Bei „Vivy“ können Dokumente, die man in Papierform bereits zuhause hat, eingescannt werden. Mit ein paar Klicks, so versprechen die Anbieter, können Dokumente von Ärzten, Laboren und Kliniken angefordert werden, so dass diese die Akten verschlüsselt mit einem teilen.

Was versprechen die „Vivy“-Macher in puncto Sicherheit?

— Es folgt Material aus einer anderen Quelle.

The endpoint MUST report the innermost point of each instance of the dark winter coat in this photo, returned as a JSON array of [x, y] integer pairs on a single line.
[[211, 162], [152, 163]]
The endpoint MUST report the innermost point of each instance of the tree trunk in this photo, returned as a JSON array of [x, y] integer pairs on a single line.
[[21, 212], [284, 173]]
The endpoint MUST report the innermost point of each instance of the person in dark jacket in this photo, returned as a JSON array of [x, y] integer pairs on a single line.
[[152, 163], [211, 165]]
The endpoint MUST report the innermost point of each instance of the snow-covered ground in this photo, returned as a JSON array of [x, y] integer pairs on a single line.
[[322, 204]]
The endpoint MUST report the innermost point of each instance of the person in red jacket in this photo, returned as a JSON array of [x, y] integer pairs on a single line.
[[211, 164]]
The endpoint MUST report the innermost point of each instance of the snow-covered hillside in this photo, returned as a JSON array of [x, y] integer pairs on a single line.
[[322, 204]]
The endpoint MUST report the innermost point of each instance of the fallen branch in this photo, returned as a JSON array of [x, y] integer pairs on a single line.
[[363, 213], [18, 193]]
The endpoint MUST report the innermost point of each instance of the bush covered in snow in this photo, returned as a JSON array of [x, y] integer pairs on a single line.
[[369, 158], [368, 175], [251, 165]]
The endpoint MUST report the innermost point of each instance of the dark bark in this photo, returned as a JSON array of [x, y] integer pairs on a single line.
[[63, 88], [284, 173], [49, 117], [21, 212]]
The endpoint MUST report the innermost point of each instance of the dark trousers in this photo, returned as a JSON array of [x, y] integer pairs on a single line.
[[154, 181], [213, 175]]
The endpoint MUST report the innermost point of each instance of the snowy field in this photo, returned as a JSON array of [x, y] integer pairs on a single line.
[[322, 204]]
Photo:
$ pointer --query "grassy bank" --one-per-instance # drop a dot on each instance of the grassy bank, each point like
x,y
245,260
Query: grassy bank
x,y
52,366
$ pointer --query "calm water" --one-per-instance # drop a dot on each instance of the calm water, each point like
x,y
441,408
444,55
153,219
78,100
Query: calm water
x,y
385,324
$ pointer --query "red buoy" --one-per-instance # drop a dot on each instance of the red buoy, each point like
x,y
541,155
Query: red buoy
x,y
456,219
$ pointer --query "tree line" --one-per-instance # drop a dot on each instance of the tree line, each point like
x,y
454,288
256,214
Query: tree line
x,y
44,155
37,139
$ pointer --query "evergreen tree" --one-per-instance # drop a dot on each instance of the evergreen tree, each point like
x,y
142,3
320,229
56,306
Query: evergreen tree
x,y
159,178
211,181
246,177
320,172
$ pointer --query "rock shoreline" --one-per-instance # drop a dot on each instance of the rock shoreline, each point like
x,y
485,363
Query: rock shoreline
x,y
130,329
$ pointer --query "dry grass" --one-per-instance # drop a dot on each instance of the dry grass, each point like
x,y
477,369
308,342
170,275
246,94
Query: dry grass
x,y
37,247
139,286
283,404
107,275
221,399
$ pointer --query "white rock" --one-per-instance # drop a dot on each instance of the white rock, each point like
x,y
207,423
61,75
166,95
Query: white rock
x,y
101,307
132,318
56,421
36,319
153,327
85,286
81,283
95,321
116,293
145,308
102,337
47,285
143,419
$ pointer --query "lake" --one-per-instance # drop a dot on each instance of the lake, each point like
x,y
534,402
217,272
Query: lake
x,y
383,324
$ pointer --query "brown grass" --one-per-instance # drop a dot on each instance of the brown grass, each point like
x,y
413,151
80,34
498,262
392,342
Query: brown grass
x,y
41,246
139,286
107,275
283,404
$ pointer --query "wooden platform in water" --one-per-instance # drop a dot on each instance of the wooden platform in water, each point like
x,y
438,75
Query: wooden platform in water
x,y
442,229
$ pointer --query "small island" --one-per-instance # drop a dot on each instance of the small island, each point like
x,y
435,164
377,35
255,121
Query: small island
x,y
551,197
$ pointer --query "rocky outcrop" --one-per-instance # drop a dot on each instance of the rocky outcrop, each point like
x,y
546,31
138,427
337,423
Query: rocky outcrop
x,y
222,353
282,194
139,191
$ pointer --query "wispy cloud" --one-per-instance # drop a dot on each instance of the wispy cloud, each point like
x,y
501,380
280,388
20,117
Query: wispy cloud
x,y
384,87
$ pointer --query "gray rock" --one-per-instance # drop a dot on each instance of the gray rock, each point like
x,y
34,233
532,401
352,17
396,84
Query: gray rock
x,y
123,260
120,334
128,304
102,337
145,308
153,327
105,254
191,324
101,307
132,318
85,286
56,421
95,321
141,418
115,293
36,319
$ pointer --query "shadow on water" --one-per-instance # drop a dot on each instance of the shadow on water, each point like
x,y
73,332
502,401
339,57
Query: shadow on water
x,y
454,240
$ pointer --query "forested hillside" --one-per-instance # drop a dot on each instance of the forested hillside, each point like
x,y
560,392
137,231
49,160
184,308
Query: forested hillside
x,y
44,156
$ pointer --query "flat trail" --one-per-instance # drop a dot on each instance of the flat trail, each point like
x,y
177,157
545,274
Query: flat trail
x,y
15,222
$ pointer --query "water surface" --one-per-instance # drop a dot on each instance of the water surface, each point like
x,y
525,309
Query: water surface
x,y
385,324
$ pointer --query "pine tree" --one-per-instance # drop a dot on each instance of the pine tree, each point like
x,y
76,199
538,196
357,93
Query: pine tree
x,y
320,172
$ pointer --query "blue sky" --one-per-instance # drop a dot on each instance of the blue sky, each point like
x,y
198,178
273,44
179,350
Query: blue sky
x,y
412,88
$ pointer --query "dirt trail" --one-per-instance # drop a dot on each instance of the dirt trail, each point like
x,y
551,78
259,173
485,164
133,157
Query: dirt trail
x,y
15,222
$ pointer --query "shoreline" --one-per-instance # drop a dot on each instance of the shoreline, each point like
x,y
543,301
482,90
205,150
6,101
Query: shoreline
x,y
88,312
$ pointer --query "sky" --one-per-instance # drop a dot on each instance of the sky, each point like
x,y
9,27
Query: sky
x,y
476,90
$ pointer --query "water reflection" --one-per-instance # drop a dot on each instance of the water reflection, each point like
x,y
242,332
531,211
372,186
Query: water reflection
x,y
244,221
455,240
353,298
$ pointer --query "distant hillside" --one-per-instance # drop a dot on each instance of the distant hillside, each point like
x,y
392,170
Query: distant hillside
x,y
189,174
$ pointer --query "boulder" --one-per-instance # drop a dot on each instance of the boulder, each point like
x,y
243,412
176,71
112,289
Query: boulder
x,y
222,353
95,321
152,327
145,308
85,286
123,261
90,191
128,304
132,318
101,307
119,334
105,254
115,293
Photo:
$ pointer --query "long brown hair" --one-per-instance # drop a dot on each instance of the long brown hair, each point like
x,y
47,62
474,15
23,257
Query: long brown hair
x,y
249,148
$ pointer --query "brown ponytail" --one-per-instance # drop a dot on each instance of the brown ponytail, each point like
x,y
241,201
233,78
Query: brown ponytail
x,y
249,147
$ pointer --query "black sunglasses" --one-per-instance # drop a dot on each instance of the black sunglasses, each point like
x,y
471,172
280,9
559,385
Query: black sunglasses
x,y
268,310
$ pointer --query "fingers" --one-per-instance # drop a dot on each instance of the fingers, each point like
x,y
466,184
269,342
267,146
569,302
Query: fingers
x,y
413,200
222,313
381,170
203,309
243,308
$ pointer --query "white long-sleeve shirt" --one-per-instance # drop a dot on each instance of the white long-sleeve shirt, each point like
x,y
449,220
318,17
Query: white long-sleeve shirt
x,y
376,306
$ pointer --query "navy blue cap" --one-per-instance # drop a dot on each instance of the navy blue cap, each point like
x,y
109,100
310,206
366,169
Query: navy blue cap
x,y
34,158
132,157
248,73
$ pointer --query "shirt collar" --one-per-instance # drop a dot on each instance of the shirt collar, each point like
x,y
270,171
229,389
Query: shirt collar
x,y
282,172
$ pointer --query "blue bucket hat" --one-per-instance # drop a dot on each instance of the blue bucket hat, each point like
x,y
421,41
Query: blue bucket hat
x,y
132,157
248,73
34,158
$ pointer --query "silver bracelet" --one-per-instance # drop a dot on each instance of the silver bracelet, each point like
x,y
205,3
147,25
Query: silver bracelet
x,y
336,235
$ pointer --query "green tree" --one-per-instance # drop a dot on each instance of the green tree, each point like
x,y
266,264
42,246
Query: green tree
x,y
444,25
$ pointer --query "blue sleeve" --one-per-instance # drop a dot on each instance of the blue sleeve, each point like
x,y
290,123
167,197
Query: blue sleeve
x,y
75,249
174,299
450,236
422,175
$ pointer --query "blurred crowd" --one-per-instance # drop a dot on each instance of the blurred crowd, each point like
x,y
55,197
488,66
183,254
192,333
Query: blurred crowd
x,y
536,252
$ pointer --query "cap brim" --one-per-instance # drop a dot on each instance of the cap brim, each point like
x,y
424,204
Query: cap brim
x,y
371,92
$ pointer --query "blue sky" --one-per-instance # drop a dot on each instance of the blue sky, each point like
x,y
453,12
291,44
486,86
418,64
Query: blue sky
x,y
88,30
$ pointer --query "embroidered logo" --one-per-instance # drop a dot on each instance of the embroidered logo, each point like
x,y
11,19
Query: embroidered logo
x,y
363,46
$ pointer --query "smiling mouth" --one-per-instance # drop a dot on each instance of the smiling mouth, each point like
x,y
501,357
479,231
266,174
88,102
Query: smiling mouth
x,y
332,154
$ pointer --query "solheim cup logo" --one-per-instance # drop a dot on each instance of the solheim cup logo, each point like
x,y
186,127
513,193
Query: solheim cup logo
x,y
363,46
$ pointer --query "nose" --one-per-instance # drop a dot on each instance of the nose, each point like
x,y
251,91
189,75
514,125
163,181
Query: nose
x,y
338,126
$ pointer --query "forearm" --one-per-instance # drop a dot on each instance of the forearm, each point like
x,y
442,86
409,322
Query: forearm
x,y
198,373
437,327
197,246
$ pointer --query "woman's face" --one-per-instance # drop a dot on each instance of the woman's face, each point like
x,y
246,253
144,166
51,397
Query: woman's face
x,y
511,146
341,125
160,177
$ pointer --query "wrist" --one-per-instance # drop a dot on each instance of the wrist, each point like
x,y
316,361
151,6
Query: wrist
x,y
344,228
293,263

Hohe Standards. Die sensiblen Daten seien sicher. Nur die Nutzer würden über die Verwendung entscheiden. „Vivy setzt auf mehrstufige Sicherheitsprozesse und eine asymmetrische Ende-zu-Ende-Verschlüsselung, für die nur der Nutzer selbst den Schlüssel hat“, betonen die Anbieter. Mit einer Ende-zu-Ende-Verschlüsselung sind Inhalte nur für Absender und Empfänger im Klartext sichtbar. „Vivy wurde von unabhängigen Unternehmen wie ePrivacy und dem TÜV Rheinland getestet und als sichere Plattform zertifiziert.“

Einschätzung eines Experten

 „Es wird mit der Zeit herauskommen, wie gut die Verschlüsselung wirklich ist“, sagt Falk Garbsch, Sprecher des Chaos Computer Clubs. „Die Zahl der Angriffe auf Smartphones steigt immer weiter.“ Nach zwei Jahren gebe bei den Geräten üblicherweise keine Sicherheitsupdates mehr. Da Gesundheitsdaten nicht nur intim seien, sondern auch lukrativ sein könnten, könnte es sich lohnen, Viren und Trojaner zu entwickeln, um von unbefugter Seite heranzukommen, meint Garbsch.

Reaktion von Ärzteseite

Während sich der Chef der Kassenärztlichen Bundesvereinigung, Andreas Gassen, sagt, er freue sich, dass „Vivy“ sich für die KV-Schnittstelle entschieden habe. Mit deutlichen Worten kritisiert dagegen Wieland Dietrich, Vorsitzender des Vereins Freie Ärzteschaft, die App im Gespräch mit dieser Zeitung.  Selbst wenn die Daten bei dem IT-Dienstleister gesichert sein sollten, was er auch nicht für garantiert hält, sieht der Essener Dermatologe in der Weitergabe der höchstpersönlichen Gesundheitsdaten über die App „ein Einfallstor dafür, dass die Daten in die Hände interessierter Dritter geraten“.  Kein normaler Handynutzer sei in der Lage, sein Smartphone so einzustellen, dass es kein Einfallstor für einen Datendiebstahl über die Apps gebe. Das sei dann „wie ein offenes Buch für die großen Internetfirmen“, befürchtet Dietrich. Und geschehe das, dann seien diese hochsensiblen Daten nicht mehr rückholbar. Niemand wisse, in wessen Besitz sie dann seien. Interessierte Kreise könnten nicht nur ein Interesse daran haben, die Gesundheitsinformationen der Nutzer für gezieltes Marketing zu übernehmen. Bei den über die  App preisgegebenen Informationen und einem dann schnell wachsenden Gesamtbild über den Gesundheitszustand des Betroffenen seien die Daten dann auch für Versicherer interessant. Diese könnten ihre Risiko-Einstufung des Betroffenen und damit auch die Höhe der Versicherungsprämie an die so erlangten Informationen knüpfen. Oder auch die Entscheidung, den Betroffenen gar nicht zu versichern. Wieland rät  dringend davon ab, Gesundheitsdaten über Apps hochzuladen oder speichern zu lassen.